Tuesday, July 22, 2008

Revisiting the Pontifical Biblical Commission (part 3)


How many times have you been reading something about the Gospel of John and started running across language suggesting that the fourth Gospel was a "compilation" of many "oral traditions" that were handed down in a "Johannine community" and finally committed to writing by unknown authors sometime around 150 AD? Or how often to you pick up a commentary on Sacred Scripture which suggests that the parables and miracles of ther Gospel of John are not historical accounts of the sayings and deeds of Jesus but are only tales invented long after the death of Christ to reflect the theological beliefs that a certain community of disciples had come to attribute to Him?

Blah! Away with such nonsense. If you've ever perused through anythign relating to the Fourth Gospel (or had the stomach to watch anything from the History Channel on the New Testament) then you almost certainly have ran across this kind of drivel before. For modernists, the Gospel of John is to the New Testament what the Book of Daniel is to the old.Fortunately, the Pontifical Biblical Commission of 1907 handed down three judgments concerning the authorship and historicity of the Gospel of John.
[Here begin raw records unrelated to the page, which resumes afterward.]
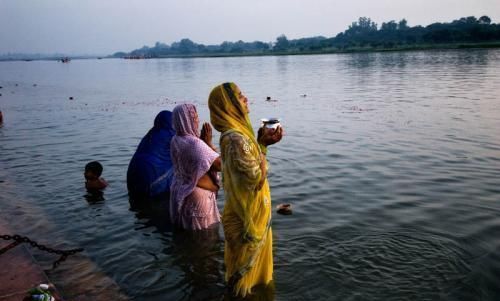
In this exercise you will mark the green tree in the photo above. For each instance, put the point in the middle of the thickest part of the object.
(484, 20)
(282, 43)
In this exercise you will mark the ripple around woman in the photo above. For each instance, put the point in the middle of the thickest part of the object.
(149, 173)
(246, 218)
(193, 203)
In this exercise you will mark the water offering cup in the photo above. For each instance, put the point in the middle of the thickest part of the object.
(271, 123)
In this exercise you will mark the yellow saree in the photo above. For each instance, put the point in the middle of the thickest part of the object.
(247, 211)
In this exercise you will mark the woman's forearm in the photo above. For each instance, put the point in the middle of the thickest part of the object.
(205, 182)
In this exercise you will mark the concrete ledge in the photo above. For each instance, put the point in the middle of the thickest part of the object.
(19, 272)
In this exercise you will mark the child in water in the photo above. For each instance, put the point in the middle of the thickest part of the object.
(92, 174)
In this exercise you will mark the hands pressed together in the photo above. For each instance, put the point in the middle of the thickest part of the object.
(267, 136)
(206, 135)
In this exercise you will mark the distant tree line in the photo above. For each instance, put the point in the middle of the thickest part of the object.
(363, 34)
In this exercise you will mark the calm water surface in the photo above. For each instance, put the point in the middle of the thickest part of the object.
(391, 162)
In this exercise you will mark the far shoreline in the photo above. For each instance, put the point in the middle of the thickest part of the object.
(457, 46)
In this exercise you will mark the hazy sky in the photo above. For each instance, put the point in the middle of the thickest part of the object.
(107, 26)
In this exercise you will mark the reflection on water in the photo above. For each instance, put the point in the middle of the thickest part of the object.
(390, 162)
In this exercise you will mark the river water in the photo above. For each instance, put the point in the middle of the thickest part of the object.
(391, 162)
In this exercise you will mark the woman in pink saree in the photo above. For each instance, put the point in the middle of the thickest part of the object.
(193, 203)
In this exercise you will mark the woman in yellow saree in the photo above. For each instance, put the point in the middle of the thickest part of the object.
(246, 218)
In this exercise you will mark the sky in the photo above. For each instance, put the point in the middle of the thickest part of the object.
(100, 27)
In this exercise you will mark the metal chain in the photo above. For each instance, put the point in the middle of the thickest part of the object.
(18, 239)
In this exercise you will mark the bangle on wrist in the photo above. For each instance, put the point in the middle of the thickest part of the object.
(263, 149)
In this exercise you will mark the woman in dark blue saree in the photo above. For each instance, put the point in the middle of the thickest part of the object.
(150, 171)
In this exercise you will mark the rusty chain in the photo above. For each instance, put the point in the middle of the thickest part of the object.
(18, 239)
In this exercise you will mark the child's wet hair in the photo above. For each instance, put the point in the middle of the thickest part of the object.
(95, 167)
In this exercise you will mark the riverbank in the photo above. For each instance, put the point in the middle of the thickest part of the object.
(20, 271)
(357, 49)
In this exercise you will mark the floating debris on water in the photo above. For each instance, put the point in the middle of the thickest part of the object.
(285, 209)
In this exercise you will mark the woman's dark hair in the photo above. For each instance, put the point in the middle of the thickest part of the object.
(95, 167)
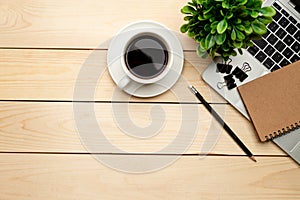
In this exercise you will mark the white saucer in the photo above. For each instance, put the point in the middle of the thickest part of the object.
(114, 56)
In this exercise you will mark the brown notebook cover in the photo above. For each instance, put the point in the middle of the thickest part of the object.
(273, 101)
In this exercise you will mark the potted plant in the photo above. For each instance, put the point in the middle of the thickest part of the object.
(222, 26)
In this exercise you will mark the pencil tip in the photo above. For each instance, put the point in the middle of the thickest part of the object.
(252, 158)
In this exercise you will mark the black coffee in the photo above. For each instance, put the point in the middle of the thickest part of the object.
(146, 57)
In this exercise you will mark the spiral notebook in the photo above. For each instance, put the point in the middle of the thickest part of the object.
(273, 104)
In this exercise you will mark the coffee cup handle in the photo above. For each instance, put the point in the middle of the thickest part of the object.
(123, 82)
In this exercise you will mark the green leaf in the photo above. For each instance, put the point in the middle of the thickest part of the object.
(191, 34)
(213, 31)
(225, 4)
(202, 43)
(268, 11)
(214, 25)
(225, 48)
(259, 28)
(265, 20)
(257, 4)
(233, 35)
(184, 28)
(201, 52)
(237, 44)
(229, 15)
(201, 1)
(240, 51)
(248, 30)
(242, 2)
(240, 27)
(240, 36)
(237, 21)
(188, 18)
(207, 11)
(201, 18)
(220, 38)
(250, 3)
(188, 10)
(209, 41)
(222, 26)
(207, 28)
(254, 14)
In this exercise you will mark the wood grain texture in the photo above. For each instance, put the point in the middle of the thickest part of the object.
(77, 24)
(50, 127)
(82, 177)
(52, 75)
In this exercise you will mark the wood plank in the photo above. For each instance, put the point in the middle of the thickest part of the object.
(51, 127)
(51, 75)
(77, 24)
(82, 177)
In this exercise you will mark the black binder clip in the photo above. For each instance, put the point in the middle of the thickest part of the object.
(229, 82)
(224, 68)
(241, 74)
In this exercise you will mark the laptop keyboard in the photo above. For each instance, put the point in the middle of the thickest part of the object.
(280, 45)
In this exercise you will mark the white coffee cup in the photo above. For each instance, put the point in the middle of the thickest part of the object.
(134, 53)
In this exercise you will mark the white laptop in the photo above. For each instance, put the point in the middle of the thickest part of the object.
(278, 48)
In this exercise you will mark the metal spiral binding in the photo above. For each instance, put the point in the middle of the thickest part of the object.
(283, 131)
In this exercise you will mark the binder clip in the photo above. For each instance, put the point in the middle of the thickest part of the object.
(229, 82)
(224, 68)
(241, 74)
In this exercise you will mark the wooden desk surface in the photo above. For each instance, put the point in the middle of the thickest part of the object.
(43, 45)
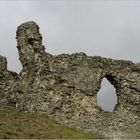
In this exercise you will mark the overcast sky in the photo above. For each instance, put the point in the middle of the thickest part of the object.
(97, 27)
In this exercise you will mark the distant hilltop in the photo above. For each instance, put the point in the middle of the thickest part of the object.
(65, 87)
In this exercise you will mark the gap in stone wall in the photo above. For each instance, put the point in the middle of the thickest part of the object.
(106, 97)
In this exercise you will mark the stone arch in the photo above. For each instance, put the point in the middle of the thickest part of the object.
(114, 81)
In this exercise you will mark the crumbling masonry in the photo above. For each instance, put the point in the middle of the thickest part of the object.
(65, 87)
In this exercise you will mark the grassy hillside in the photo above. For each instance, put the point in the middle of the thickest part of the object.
(15, 124)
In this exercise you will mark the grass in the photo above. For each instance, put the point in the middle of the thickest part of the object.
(20, 125)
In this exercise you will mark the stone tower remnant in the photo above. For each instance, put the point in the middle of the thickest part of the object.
(65, 87)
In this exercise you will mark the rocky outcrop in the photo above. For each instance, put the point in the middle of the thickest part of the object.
(65, 87)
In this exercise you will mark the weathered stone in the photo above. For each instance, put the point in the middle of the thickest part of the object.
(66, 86)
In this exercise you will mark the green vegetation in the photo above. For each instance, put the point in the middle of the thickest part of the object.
(16, 124)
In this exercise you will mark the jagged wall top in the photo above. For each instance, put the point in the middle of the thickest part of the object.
(66, 86)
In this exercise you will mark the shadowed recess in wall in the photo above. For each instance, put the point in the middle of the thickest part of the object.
(106, 97)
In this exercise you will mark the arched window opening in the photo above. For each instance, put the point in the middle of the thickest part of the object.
(106, 97)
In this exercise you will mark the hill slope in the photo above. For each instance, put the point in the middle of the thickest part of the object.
(15, 124)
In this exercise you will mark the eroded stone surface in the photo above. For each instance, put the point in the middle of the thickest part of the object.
(65, 87)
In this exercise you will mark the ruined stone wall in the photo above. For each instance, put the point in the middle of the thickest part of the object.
(65, 87)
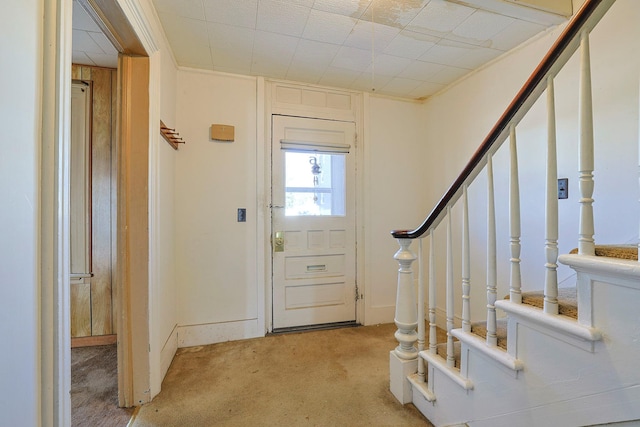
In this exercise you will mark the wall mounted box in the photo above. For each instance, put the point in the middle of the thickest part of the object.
(222, 132)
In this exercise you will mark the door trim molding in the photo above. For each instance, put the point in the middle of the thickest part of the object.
(54, 374)
(271, 107)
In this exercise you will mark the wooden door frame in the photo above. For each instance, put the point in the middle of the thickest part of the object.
(133, 319)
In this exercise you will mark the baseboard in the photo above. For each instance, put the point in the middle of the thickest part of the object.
(211, 333)
(93, 341)
(168, 351)
(379, 315)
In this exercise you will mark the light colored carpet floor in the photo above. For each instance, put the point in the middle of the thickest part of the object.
(334, 377)
(94, 388)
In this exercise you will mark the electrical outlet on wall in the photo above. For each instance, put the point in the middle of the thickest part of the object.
(563, 188)
(242, 215)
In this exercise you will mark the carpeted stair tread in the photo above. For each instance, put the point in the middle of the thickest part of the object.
(480, 328)
(567, 301)
(615, 251)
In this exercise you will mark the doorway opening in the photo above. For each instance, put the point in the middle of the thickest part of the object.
(313, 223)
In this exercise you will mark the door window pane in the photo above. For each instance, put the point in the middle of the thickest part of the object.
(314, 184)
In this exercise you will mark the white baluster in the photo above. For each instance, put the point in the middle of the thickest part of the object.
(515, 293)
(466, 260)
(492, 338)
(450, 354)
(551, 245)
(433, 338)
(586, 244)
(406, 318)
(421, 318)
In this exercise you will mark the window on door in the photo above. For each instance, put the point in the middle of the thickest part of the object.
(314, 184)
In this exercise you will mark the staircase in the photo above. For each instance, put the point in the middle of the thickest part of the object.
(560, 356)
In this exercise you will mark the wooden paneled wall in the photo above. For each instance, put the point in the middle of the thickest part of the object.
(96, 300)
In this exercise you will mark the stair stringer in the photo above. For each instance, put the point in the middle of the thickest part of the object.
(580, 374)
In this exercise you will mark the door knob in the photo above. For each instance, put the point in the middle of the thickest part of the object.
(278, 241)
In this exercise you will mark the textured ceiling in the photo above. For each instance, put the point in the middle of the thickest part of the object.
(90, 45)
(404, 48)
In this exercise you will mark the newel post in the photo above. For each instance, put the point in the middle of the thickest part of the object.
(404, 358)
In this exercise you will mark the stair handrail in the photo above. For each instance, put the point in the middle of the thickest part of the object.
(558, 55)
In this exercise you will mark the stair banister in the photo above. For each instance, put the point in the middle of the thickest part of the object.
(551, 205)
(561, 51)
(515, 283)
(574, 35)
(492, 261)
(586, 245)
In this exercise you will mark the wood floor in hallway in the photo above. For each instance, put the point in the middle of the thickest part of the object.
(336, 377)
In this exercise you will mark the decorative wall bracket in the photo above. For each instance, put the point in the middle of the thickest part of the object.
(171, 136)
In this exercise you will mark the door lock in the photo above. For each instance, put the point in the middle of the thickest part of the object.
(278, 241)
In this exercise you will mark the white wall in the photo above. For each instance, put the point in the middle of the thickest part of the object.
(395, 183)
(21, 87)
(163, 316)
(215, 254)
(458, 119)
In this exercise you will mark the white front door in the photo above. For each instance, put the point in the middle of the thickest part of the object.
(313, 222)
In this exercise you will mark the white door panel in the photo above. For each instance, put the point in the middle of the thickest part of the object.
(313, 215)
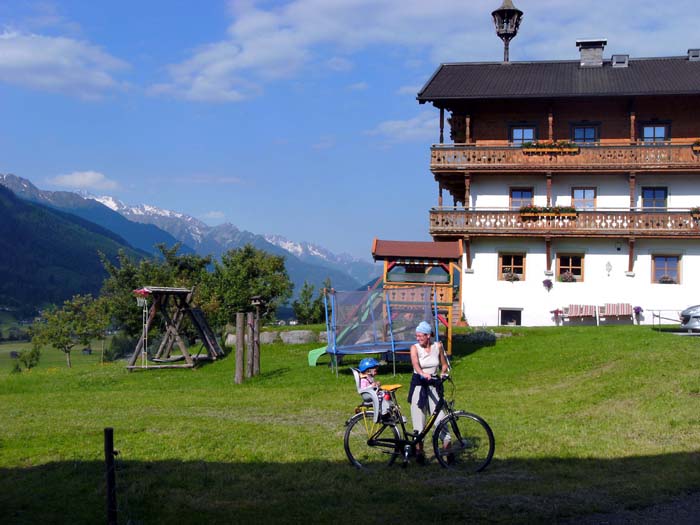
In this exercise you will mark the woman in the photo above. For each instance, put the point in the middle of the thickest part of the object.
(426, 358)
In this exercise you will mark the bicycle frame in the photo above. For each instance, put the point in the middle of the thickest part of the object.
(407, 439)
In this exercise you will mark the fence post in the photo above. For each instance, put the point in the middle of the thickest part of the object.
(240, 346)
(250, 356)
(111, 478)
(256, 346)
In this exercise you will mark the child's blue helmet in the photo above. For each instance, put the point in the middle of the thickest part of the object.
(367, 363)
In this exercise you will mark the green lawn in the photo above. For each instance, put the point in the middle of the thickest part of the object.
(586, 420)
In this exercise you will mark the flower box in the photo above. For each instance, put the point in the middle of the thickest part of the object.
(544, 214)
(551, 151)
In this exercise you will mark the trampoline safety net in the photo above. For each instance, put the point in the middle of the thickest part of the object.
(376, 321)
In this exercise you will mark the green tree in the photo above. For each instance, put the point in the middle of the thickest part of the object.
(30, 358)
(63, 328)
(242, 274)
(307, 309)
(184, 270)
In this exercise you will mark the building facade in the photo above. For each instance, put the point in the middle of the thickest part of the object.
(572, 185)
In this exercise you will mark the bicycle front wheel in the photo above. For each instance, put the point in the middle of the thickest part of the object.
(370, 445)
(465, 442)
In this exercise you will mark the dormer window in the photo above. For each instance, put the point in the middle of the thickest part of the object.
(655, 132)
(584, 133)
(520, 134)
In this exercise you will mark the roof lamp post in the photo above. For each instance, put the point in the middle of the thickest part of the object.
(507, 19)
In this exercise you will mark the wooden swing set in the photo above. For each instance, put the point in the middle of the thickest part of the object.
(173, 304)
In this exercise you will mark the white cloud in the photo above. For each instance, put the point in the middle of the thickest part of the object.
(419, 128)
(408, 90)
(267, 41)
(212, 179)
(358, 86)
(85, 180)
(214, 215)
(339, 64)
(57, 64)
(324, 143)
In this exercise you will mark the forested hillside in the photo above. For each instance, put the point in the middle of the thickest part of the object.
(47, 256)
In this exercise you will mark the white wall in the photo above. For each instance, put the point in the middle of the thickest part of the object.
(484, 294)
(492, 191)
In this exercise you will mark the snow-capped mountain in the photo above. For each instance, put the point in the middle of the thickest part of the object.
(305, 261)
(183, 227)
(359, 269)
(142, 236)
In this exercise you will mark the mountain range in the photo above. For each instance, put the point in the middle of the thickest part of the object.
(143, 226)
(47, 255)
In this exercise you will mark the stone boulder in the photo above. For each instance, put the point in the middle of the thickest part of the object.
(268, 337)
(295, 337)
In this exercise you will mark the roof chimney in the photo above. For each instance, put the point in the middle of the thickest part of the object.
(592, 51)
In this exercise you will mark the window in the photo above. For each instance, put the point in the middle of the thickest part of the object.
(570, 268)
(666, 269)
(584, 134)
(655, 132)
(654, 198)
(511, 316)
(521, 134)
(520, 197)
(511, 267)
(583, 198)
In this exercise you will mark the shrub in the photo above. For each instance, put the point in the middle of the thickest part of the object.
(30, 358)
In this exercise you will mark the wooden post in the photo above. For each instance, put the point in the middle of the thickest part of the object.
(256, 345)
(467, 189)
(630, 263)
(250, 356)
(111, 477)
(467, 249)
(240, 343)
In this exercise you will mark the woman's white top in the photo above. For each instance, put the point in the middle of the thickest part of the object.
(429, 361)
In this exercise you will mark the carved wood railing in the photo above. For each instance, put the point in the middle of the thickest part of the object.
(458, 221)
(623, 157)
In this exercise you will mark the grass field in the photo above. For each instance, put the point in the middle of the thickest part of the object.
(586, 420)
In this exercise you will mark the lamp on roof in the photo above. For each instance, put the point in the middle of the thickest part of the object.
(507, 19)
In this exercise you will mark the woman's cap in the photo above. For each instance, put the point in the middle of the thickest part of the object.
(424, 328)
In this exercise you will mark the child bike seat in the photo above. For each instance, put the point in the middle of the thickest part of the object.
(368, 394)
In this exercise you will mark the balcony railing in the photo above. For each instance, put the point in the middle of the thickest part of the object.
(624, 157)
(458, 221)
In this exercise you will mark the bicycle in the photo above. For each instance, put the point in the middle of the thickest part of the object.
(369, 444)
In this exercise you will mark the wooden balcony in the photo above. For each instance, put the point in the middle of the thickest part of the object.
(450, 222)
(610, 158)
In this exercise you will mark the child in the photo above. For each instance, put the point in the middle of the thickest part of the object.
(368, 371)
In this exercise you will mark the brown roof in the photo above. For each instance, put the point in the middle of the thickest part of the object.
(416, 250)
(643, 77)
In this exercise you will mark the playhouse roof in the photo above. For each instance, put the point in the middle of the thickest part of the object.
(382, 250)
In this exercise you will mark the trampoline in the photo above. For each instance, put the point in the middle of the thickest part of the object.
(376, 321)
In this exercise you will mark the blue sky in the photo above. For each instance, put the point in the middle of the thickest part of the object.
(296, 118)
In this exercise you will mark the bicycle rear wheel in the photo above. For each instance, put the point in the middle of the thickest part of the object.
(464, 442)
(370, 445)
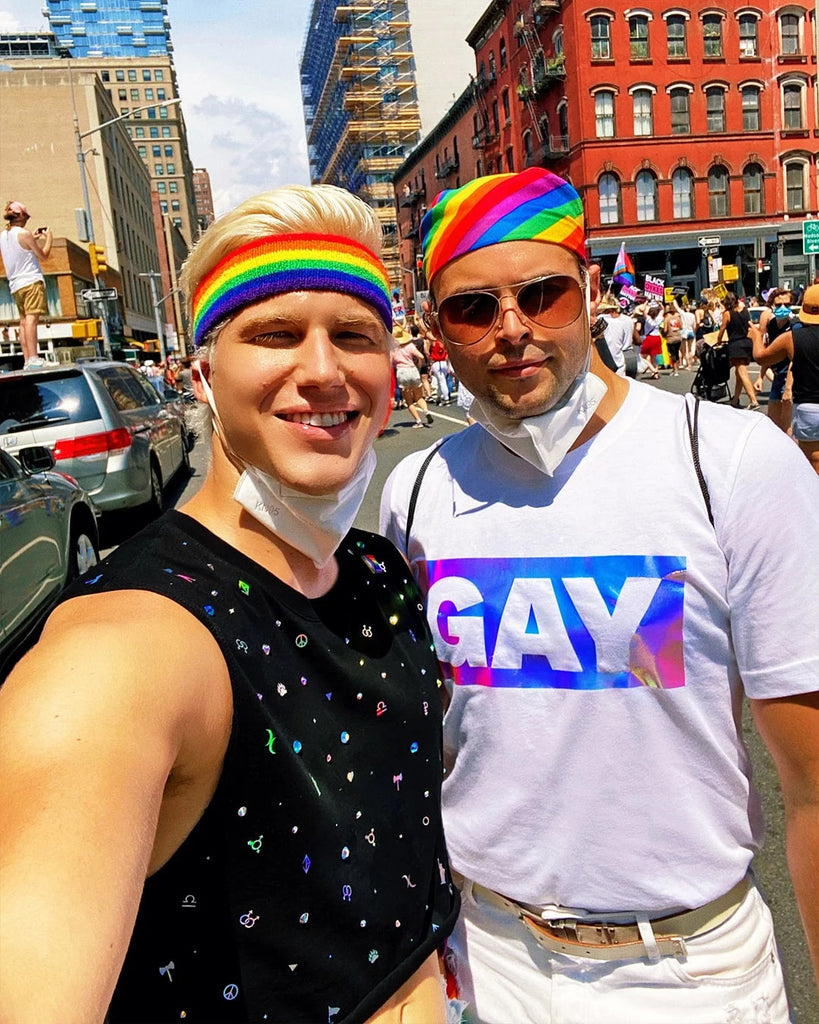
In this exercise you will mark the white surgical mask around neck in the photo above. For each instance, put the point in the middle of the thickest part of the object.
(313, 524)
Let us recall that the judgments of the PBC were backed by the highest authority in the Church, as Pope St. Pius X said in Praestantia Scripturae:

"We now declare and expressly enjoin that all without exception are bound by an obligation of conscience to submit to the decisions of the Pontifical Biblical Commission...exactly as to the decrees of the Sacred Congregations which are on matters of doctrine and approved by the Pope; nor can anyone who by word or writing attacks the said decrees avoid the note both of disobedience and of rashness or be therefore without grave fault [i.e., mortal sin]."

In the first place, concerning the authorship of this Gospel, the PBC takes into account the massive testimony of antiquity to an authentic Johannine authorship: the testimony of the holy Fathers, ecclesiastical historians, but also of heretics, the public liturgical use of the Church, and the universal tendency of antiquity for the name of John the Apostle to be everywhere and at all times attached to this Gospel, the PBC states that the authorship of John is "firmly established" and that the textual and hypothetical counter-evidenced introduced by critics is not of sufficient strength to even weaken the tradition. Take note modernists: the Church does teach that the Fourth Gospel was written by St. John the Apostle!

Interestingly enough, regarding the differences between John and the Synoptic Gospels, as well as the differences and similarities between John and the three Epistles bearing his name, the PBC says that the taking into account of differences in time, intended audience and aim of the author is sufficient to enable us to reach a reasonable solution that the events recorded in the Gospel of John are in fact historical and that we need not postulate a novel authoriship theory to account for them. It is not necessary to invent a 2nd century, highly theoretical "Johannine community" to square the theology of John with the Gospel of Mark.

In the third part of its judgment on John, the PBC specifically denies the proposition that "the facts narrated in the fourth Gospel were invented wholly or in part as allegories or doctrinal symbols and that the discourses of our Lord are not truly and properly the discourses of our Lord Himself but the theological compositions of the writer though placed in the mouth of our Lord." The historicity of John and the veracity of all the sayings attributed to Christ are affirmed.

Thus, we have three items laid down by the PBC which we must believe concerning John, on pain of disobedience and grave fault: (1) the Gospel was written by none other than the Apostle St. John, (2) Any differences, textual or otherwise, between the Synoptics and John can be resolved reasonably without denying the traditional authorship, (3) All of the sayings and deeds of our Blessed Lord in the Fourth Gospel are to be taken at their historical face value as true sayings and works of Christ Himself.